‘Sovereigns’ in Black
The situation never turned violent, but McGauley’s gut sense that something was amiss was correct. Gaines-El, who politely declined the Report’s request for comment, is a 38-year-old Indiana native whose real name is Jabbar C. Gaines. He’s one of a growing number of black Americans who, as members of outlandishly named “nations” or as individuals, subscribe to an antigovernment philosophy so extreme that some of its techniques, though nonviolent, have earned the moniker “paper terrorism.” Communicating through social media and learning from an ever-expanding network of websites and online forums, they perplex and often harass law enforcement officials, courts, and local governments across the country.

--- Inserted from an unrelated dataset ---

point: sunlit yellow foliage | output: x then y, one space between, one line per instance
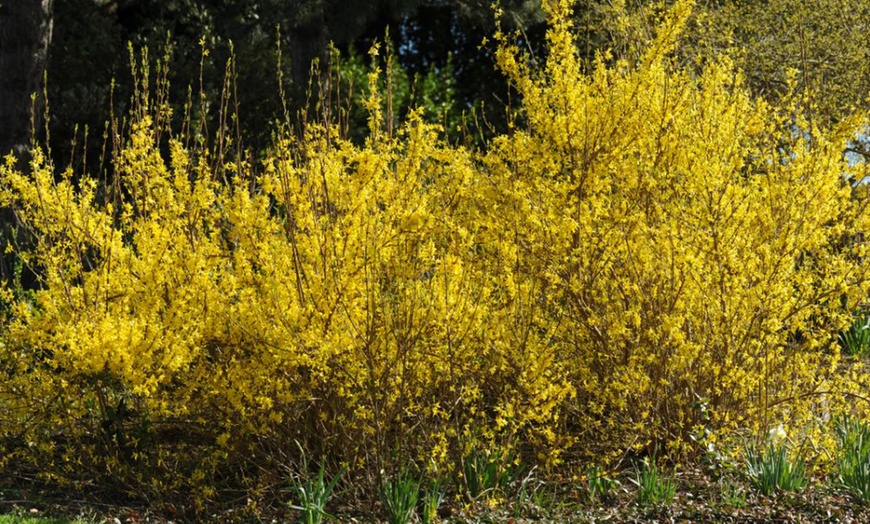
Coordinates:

What may be even stranger about Gaines and his black Fort Wayne cohorts is that the “sovereign citizens” ideology to which they adhere — a conspiratorial belief system that argues that most Americans are not subject to most tax and criminal laws promulgated by the government — was originally thoroughly anti-black. But its racist roots have been virtually forgotten by increasing numbers of black Americans who have melded it with selective interpretations of the teachings of pioneer black nationalist Noble Drew Ali, who founded the exclusively black Moorish Science Temple of America (MSTA) almost 100 years ago.
The core ideas of the sovereign citizens movement originated in the racist and anti-Semitic Posse Comitatus group, which roiled the Midwest in the 1970s and 1980s and believed that the county sheriff is the highest legitimate law enforcement authority. Posse ideologues argued, in effect, that God gave America to the white man and therefore the government cannot abridge most rights of whites unless they submit to a “contract” with that government. But black people were only made citizens by the 14th Amendment, they argued, meaning that they have permanently contracted with the government and therefore must obey all its dictates.